The disc concludes with the Three Piano Pieces, Op. 59. Whilst these pieces hardly merit the description of ‘high modernist' given by Daniel Grimley in the sleeve notes, they are nevertheless more discontinuous in syntax, more fragmented in rhythm, and more dissonant in tonality than the other works to surprise the unwitting listener, and also to require a subtly different mode of interpretation. And whilst the expected move into a kind of abstraction of expression certainly occurs in his performance, Roscoe maintains the dynamic flair and dramatic nuance he had so convincingly displayed earlier. His prolonged pause before his commencement of the tumultuous middle section of the opening piece, which he plays with great force and precision, is a good example of the way he instils his interpretation with energy and individuality. The way also that he gradually eases off in force in the conclusion of the same movement has a similar effect. The more fragmented middle piece (which like the first is about three minutes long) moves between various moods, from the explosive dissonance of the opening to the sustained, stripped down diatonic conclusion.

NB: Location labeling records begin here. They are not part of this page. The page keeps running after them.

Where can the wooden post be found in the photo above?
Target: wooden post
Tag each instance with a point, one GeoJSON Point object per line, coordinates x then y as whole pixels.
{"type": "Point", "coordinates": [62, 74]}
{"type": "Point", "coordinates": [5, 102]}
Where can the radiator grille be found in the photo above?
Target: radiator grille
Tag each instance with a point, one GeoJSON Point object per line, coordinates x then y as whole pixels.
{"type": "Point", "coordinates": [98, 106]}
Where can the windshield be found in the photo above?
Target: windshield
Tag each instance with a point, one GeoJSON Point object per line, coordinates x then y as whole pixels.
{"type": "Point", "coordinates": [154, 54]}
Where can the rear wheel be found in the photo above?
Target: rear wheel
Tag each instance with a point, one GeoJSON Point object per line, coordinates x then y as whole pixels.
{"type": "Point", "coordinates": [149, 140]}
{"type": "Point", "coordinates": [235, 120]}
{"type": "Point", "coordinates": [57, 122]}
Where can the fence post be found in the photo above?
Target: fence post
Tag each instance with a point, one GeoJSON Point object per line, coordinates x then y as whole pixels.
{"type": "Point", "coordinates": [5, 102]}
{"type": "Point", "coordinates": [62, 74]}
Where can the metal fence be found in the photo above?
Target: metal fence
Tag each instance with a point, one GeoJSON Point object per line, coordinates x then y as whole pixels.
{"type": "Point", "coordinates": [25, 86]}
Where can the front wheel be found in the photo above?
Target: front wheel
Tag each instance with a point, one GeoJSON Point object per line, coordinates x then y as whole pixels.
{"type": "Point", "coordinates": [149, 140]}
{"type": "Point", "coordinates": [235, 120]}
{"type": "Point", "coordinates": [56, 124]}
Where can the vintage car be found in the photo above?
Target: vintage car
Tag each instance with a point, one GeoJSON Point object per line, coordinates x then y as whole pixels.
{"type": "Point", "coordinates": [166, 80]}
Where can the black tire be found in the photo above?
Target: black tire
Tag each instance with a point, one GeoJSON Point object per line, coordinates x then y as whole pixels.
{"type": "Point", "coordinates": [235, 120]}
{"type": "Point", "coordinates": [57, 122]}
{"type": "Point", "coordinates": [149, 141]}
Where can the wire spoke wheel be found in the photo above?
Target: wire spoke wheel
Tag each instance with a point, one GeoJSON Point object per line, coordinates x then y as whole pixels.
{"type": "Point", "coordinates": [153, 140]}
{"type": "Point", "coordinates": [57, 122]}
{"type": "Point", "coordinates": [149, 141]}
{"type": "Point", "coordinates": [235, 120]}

Roscoe as can be expected excels in the contrasts and very playfully draws out the music's poetry of conflict. The finale, which is like the other movements essentially tonally directed with a local importance of a violent and expressionistic dissonance, exhibits the composer's strong affinity with conflicting but ultimately resolving panels of material. Roscoe's performance of this movement displays the refined and intelligent musicality, aligned with a keen sense of drama and a total commitment to the material, which has been his custom throughout this fine collection.